We use Splunk DB Connect to bring in the data. Over time, the total records become 50 million. 8x more data. The simple search like index="XXX" is taking longer than dbxquery and saved search.
We observed using stats can improve the stat command for index="XXX". But, we still need to further improve the query turnaround time. Hence we are thinking of substituting the index="XXX" with dbxquery or saved_search to further boost the stats query. We tried with 3 syntaxes attached. Observed "no result found" when substituting index="XXX" with dbxquery & saved_searched. Can we learn the right syntax to put tstats & dbxquery or saved_searched together, please?
Maybe. It depends on how you want to use them and what the end goal is. Tell us more about your use case.
tstats and dbxquery are both generating commands so there are limits to how they can be used together.
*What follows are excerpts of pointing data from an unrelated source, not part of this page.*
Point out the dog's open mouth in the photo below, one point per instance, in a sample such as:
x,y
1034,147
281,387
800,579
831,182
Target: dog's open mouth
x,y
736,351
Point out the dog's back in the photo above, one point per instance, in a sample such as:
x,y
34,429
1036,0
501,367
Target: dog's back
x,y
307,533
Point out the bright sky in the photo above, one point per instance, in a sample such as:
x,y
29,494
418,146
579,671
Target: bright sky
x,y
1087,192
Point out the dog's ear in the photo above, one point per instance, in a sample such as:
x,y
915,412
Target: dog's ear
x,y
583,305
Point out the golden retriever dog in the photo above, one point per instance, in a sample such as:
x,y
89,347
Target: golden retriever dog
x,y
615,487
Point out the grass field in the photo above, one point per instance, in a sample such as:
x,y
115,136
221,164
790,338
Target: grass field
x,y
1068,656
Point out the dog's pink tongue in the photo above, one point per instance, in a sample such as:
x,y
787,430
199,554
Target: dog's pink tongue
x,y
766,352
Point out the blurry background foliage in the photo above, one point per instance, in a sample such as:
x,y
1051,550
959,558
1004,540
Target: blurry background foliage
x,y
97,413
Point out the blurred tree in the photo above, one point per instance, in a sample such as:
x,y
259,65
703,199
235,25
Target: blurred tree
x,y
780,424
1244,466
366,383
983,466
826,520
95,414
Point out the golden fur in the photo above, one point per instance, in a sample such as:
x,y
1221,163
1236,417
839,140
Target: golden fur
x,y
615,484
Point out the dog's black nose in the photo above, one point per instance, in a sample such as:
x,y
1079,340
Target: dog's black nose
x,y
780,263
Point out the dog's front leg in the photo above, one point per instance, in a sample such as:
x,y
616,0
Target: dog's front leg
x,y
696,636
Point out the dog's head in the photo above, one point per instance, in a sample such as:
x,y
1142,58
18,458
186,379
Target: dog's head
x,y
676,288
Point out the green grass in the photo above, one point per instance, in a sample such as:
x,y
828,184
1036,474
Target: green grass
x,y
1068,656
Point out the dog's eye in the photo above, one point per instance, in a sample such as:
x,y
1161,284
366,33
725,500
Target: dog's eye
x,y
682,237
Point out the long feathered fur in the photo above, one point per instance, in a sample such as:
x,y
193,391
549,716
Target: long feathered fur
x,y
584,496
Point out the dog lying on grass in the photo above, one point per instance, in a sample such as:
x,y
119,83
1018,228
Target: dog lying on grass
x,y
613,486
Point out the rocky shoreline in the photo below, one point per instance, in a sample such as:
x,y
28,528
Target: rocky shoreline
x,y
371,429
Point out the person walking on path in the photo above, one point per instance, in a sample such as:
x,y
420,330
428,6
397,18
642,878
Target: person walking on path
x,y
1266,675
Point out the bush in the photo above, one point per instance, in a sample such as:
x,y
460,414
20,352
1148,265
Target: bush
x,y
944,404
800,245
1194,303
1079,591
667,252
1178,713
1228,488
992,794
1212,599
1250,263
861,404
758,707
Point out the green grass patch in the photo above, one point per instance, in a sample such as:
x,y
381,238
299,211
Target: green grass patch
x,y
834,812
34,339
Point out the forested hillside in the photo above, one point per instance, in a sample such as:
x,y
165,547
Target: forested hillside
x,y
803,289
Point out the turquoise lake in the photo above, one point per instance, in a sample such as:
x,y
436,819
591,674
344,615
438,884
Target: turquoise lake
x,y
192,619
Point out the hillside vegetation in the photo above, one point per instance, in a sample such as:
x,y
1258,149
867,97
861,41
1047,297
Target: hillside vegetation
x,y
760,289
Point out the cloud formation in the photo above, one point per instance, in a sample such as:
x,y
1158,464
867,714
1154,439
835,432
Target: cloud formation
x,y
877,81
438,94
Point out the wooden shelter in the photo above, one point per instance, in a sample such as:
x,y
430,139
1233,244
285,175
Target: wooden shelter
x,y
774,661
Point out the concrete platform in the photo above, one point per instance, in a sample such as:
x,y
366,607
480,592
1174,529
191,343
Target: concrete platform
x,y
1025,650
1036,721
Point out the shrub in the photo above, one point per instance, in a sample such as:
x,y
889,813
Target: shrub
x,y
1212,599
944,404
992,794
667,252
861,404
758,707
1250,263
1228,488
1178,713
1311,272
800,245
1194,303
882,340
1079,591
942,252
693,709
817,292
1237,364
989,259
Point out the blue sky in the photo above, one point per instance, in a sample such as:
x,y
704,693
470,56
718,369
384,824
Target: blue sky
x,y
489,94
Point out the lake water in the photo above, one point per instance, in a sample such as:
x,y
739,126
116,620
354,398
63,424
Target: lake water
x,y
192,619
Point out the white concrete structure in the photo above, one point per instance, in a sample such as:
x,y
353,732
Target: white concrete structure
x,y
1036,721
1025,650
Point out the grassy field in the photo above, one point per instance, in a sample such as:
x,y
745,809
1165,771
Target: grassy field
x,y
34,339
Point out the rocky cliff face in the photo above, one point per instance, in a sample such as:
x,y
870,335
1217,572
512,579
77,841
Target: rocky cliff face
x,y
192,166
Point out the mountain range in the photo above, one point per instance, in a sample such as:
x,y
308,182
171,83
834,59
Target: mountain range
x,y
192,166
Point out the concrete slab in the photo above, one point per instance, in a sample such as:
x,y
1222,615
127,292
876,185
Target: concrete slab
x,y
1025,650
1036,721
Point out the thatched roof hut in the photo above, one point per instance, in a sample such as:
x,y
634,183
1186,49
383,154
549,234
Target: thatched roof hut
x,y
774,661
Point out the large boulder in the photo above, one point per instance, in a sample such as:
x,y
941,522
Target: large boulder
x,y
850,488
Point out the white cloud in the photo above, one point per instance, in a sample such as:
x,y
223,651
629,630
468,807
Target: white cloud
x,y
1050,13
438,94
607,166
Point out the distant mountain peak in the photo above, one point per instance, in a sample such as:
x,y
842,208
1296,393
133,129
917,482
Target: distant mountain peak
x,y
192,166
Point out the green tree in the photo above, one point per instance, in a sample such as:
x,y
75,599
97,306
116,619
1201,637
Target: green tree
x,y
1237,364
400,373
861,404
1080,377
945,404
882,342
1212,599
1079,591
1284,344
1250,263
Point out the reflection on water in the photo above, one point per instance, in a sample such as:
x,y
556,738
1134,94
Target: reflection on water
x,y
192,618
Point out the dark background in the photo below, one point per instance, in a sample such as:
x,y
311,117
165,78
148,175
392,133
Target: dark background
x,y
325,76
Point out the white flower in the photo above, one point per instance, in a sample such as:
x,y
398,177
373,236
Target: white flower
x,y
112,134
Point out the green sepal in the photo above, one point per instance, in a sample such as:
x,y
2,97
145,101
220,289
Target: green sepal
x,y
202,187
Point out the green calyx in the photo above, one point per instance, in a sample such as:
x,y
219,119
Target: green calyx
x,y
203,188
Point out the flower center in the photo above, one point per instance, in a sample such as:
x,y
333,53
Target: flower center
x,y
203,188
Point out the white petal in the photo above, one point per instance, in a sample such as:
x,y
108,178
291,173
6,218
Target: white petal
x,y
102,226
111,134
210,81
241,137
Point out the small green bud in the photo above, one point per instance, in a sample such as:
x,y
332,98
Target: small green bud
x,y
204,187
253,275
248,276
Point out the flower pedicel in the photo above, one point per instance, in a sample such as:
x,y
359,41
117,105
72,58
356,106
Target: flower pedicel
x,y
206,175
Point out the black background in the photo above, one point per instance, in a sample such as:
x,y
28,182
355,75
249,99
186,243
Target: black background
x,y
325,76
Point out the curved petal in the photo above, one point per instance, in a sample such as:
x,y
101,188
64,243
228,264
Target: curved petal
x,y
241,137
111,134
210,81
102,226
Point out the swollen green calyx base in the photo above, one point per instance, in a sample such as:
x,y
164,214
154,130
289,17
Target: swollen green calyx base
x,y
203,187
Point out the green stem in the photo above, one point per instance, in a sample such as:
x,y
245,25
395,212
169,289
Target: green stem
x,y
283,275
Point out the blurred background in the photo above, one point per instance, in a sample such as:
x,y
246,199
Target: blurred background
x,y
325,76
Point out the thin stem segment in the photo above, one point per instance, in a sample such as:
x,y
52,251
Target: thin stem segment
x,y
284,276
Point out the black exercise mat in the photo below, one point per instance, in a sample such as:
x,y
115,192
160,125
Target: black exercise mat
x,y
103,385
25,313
Either command can be in a subsearch or tstats can use the append=t option.
## This one work
| tstats count where (index="XXX" ) groupby date_time
| where date_time like "2022%"
| fields date_time
| dedup date_time
# This one not working
| tstats count where (loadjob savedsearch="XXX:YYY") groupby date_time
| where date_time like "2022%"
| fields date_time
| dedup date_time
# This one not working
| tstats count where (dbxquery XXX) groupby date_time
| where date_time like "2022%"
| fields date_time
| dedup date_time
The first command works because it uses correct syntax.
The others attempt to replace a set of key=value pairs with a command that returns who knows what. Per the Search Reference Manual:
WHERE clauses in tstat searches must contain field-value pairs that are indexed, as well as characters that are not major breakers or minor breakers.
If you can get the loadjob or dbxquery command to return a list of key=value pairs then it might work. Keep in mind that both are generating commands so they must be prefixed by |. You may need to use a subsearch containing a format command.
| tstats count where date_time="2022*" ( [ | loadjob savedsearch="XXX:YYY" | format ] ) groupby date_time
| fields date_time
Notice how the where clause moved into the tstats command for better performance and the redundant dedup command was removed (the groupby option removes duplicates).